Best controller for 4 Intel X25-M SSDs?

thebeephaha

2[H]4U
Joined
May 27, 2007
Messages
2,054
I'm thinking:

4x 80GB X25-Ms (V2 if possible) in RAID0 on maybe an Adaptec 5805?

Goal? I want fast as hell.

Any other controller options?

I'd keep my Perc 5 but it maxes out with two SSDs.
 
Cheap option: get another perc 5.

Other option:
pci-e 2.0 slot (research the capabilities of the pci-e controller on the mb too).
pci-e 2.0, sas-2 raid controller, that can/will also support sata 6g.

Should provide some room for bandwidth growth. If not now, with firmware and driver updates.
 
Yeah, I second Areca controllers- Adaptec has still not gotten upto speed on SSD optimized drivers for their cards. You'll get much better results, from what I have seen with an Areca. I had a 31605 and my X25-M's didn't perform very well at all. Onboard ICH10R works much better than the Adaptec 31605.
 
Areca 1212 or 1680?

Any particular 1680? There are like 5 variants on newegg.

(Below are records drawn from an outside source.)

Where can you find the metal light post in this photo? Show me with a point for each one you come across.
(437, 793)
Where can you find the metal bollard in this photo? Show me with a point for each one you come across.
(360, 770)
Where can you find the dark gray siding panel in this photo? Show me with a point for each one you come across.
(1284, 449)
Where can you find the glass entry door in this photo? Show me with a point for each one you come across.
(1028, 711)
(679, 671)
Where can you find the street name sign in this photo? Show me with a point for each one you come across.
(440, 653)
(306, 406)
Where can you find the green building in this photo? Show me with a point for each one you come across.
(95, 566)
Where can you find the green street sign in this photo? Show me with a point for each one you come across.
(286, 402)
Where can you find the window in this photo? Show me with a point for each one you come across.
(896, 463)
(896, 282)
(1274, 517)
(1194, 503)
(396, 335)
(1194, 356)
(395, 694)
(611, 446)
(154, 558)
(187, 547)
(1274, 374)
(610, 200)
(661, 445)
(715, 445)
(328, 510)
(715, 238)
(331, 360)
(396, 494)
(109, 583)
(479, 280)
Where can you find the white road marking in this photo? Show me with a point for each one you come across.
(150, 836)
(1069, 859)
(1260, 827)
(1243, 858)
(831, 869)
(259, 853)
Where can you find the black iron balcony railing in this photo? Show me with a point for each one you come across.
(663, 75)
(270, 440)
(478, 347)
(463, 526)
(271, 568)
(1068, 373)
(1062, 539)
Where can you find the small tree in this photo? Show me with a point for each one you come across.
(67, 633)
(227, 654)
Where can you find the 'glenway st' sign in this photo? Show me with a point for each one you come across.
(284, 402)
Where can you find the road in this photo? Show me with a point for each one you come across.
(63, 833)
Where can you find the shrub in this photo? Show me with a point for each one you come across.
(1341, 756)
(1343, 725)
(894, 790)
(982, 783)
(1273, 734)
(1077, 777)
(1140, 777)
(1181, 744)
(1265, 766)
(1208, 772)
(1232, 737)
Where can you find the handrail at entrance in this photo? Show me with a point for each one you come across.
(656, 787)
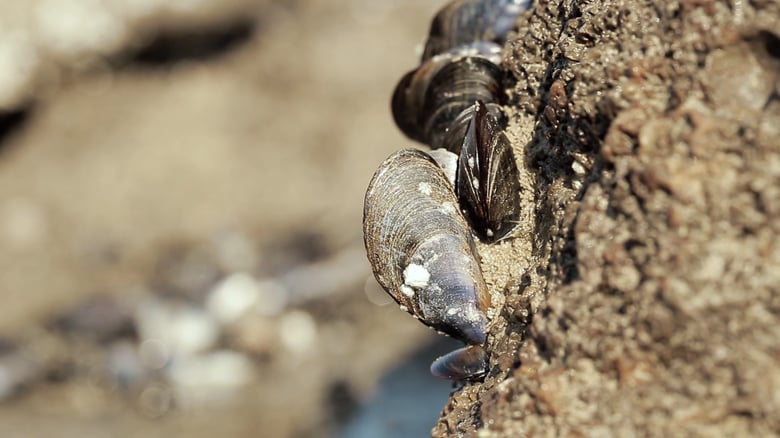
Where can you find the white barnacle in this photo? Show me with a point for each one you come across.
(415, 276)
(448, 208)
(406, 290)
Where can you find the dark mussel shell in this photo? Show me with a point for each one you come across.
(420, 248)
(487, 177)
(467, 363)
(427, 101)
(464, 21)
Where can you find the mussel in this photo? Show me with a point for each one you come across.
(487, 179)
(464, 21)
(428, 101)
(420, 248)
(467, 363)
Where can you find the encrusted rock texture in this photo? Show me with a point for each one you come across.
(648, 304)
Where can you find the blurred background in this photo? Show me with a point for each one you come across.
(181, 188)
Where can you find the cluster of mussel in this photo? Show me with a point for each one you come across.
(422, 209)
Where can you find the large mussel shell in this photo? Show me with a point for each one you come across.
(420, 247)
(487, 177)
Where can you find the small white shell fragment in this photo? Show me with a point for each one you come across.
(232, 297)
(298, 331)
(184, 330)
(447, 161)
(210, 378)
(448, 207)
(416, 276)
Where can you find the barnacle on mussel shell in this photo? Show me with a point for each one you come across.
(487, 178)
(467, 363)
(420, 247)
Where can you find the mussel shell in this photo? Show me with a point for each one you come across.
(467, 363)
(420, 248)
(487, 178)
(465, 21)
(427, 101)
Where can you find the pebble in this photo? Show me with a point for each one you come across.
(232, 297)
(298, 331)
(210, 378)
(185, 330)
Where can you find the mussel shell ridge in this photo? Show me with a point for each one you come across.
(420, 248)
(468, 363)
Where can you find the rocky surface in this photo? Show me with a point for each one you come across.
(648, 303)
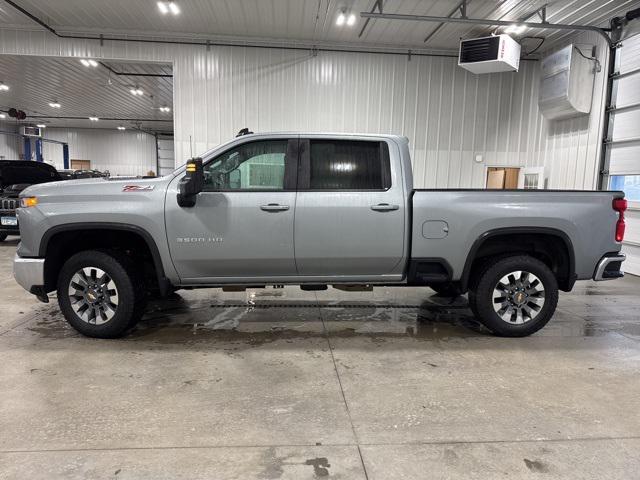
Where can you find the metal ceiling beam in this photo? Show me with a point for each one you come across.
(457, 9)
(488, 22)
(378, 5)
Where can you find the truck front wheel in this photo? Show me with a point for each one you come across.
(99, 293)
(514, 296)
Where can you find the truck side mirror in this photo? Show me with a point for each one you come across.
(191, 184)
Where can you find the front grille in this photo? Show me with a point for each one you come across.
(9, 203)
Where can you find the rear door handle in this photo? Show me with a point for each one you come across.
(384, 207)
(274, 207)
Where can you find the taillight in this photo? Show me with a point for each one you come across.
(620, 205)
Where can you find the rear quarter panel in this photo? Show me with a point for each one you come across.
(587, 218)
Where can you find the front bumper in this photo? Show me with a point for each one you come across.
(29, 273)
(609, 267)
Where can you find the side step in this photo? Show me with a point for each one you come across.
(311, 287)
(354, 287)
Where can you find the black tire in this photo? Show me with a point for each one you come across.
(131, 299)
(481, 296)
(446, 289)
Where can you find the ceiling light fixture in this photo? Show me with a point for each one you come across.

Though the 1212 looks closer to what I'd need since I don't need oodles of ports though only having 256MB cache seems limiting. I mean my Perc 5 has 512MB and I know it is nowhere near as good.

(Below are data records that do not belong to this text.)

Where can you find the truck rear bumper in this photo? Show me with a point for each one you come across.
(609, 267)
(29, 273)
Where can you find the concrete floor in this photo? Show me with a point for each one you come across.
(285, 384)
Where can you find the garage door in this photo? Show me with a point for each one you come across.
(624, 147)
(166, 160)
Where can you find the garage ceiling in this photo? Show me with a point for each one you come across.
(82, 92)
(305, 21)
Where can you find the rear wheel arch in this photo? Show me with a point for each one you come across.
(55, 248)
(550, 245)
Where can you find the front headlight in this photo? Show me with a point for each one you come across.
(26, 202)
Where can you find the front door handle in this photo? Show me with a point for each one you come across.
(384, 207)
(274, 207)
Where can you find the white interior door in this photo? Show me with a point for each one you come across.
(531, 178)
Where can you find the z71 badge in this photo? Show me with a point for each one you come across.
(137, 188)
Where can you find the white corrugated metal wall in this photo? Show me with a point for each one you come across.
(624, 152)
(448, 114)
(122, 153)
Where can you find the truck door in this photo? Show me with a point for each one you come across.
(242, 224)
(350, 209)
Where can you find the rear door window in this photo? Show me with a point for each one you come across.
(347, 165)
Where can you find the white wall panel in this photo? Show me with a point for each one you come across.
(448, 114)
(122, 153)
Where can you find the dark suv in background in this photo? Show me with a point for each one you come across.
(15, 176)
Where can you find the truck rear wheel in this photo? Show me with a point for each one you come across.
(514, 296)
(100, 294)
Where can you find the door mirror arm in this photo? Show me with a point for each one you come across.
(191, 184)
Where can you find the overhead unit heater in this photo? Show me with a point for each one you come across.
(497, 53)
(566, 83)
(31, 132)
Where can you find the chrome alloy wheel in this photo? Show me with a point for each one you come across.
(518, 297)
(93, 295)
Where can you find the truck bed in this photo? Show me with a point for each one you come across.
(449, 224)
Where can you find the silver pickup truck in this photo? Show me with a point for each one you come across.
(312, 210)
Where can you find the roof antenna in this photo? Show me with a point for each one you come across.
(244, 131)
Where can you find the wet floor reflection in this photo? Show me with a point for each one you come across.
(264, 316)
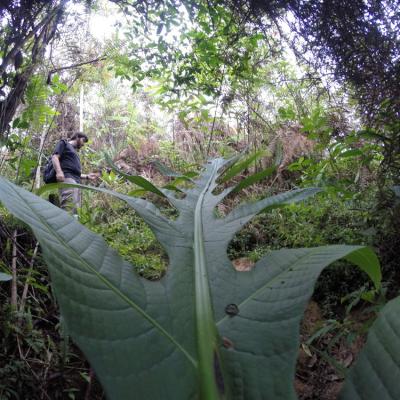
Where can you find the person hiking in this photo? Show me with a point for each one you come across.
(68, 169)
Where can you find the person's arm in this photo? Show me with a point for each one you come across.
(55, 158)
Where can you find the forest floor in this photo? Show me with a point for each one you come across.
(319, 372)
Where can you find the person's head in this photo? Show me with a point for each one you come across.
(78, 139)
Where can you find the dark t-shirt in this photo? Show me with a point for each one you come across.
(69, 160)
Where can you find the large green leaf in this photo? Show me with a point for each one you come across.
(164, 339)
(376, 374)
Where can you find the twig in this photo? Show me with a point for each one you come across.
(89, 385)
(74, 66)
(26, 286)
(14, 272)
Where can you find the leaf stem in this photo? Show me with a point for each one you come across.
(206, 330)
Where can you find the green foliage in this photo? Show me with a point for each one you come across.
(126, 312)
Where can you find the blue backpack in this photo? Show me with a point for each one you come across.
(49, 173)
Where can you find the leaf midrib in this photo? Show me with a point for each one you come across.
(111, 286)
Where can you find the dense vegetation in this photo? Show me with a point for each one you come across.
(306, 92)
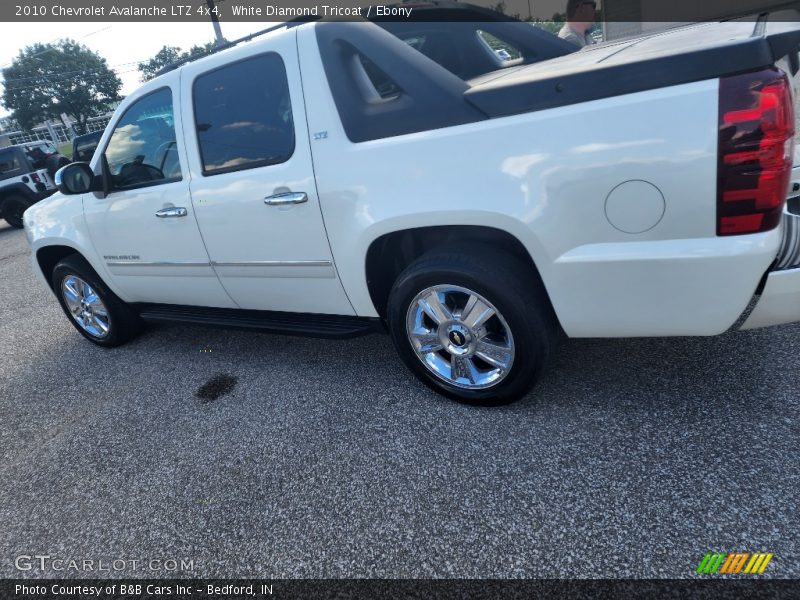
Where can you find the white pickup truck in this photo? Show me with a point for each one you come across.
(331, 177)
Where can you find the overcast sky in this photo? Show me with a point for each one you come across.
(123, 45)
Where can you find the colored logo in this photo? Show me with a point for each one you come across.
(719, 563)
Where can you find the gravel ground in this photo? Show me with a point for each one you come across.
(632, 458)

The reason I was looking at the Adaptec 5805 is because of its dual core chip and 512MB cache. On paper looks like a performer. Also it has a nice price point to it.

Anyone know of any reviews putting some of the high end controllers up against each other?
 
Any particular 1680? There are like 5 variants on newegg.

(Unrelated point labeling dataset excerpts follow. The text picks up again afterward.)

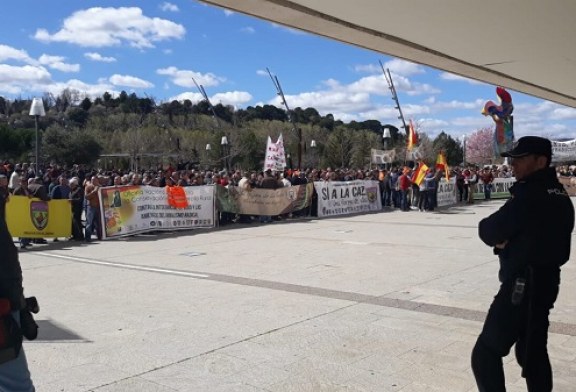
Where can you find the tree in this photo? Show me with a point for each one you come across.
(339, 148)
(451, 148)
(61, 145)
(479, 147)
(15, 143)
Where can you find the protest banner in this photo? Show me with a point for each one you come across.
(500, 188)
(269, 202)
(569, 184)
(128, 210)
(347, 197)
(447, 193)
(33, 218)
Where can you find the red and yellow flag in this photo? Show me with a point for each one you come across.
(176, 196)
(441, 164)
(412, 136)
(419, 173)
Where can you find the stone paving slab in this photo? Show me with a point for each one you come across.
(391, 301)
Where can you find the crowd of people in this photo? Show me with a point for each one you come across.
(80, 185)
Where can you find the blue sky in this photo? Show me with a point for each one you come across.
(156, 48)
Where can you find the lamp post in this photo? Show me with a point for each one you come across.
(208, 150)
(386, 137)
(464, 150)
(37, 110)
(313, 147)
(225, 152)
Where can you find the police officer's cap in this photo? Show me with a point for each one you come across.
(530, 145)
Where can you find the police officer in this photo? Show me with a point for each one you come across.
(531, 235)
(14, 374)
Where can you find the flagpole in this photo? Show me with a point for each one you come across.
(298, 131)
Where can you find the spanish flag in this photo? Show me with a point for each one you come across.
(419, 173)
(176, 197)
(412, 136)
(441, 164)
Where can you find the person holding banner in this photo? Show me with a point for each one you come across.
(531, 234)
(93, 220)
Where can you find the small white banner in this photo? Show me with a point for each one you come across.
(347, 197)
(275, 155)
(381, 157)
(563, 151)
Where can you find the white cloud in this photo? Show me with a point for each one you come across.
(234, 98)
(15, 79)
(10, 53)
(458, 78)
(57, 62)
(129, 81)
(98, 57)
(563, 113)
(169, 7)
(193, 97)
(102, 27)
(185, 78)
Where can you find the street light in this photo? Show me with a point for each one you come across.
(385, 137)
(225, 146)
(37, 110)
(313, 147)
(464, 150)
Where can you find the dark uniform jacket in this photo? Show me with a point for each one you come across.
(10, 271)
(537, 222)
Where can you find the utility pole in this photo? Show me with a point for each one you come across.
(297, 130)
(390, 82)
(205, 96)
(225, 146)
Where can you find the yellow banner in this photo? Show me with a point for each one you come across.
(34, 218)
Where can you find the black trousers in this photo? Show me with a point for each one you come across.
(526, 326)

Though the 1212 looks closer to what I'd need since I don't need oodles of ports though only having 256MB cache seems limiting. I mean my Perc 5 has 512MB and I know it is nowhere near as good.
A Pentium D 9xx chip has 4MB of L2 cache ... is it as good as a Core2 E6xx0 with the same 4MB of L2 cache?

Didn't think so.

Seriously, the Areca is a great RAID controller.
 
I was just making sure, I have no idea how the chips on these controllers compare.

That's why I was so curious about the Adaptec. Dual core in a raid controller seems pretty sweet, but so far the majority say get an Areca.

Biggest thing is, I still have no idea which model.

There are so many different variants within a series.
 
You might actually want to consider the new LSI controllers that just came out. There should still be a thread about them on the first page of the storage subforum.
 
Has anyone ever seen benchmarks that show a real benefit of using a dedicated HBA over an onboard solution for RAID 0? Because I haven't, every test I've seen, performance is a wash.
 
Has anyone ever seen benchmarks that show a real benefit of using a dedicated HBA over an onboard solution for RAID 0? Because I haven't, every test I've seen, performance is a wash.
Synthetic benchmarks != desktop application performance. Also, the RAID controllers built into southbridges are garbage when it comes to array integrity. One slight glitch will trash your array in no time.
 
I'm not just talking about synthetic benchmarks, I'm also talking about actual application performance that involves heavy disk use (Photoshop, Premier Pro, ect). I've never seen any benchmarks that shot any difference at all for RAID 0.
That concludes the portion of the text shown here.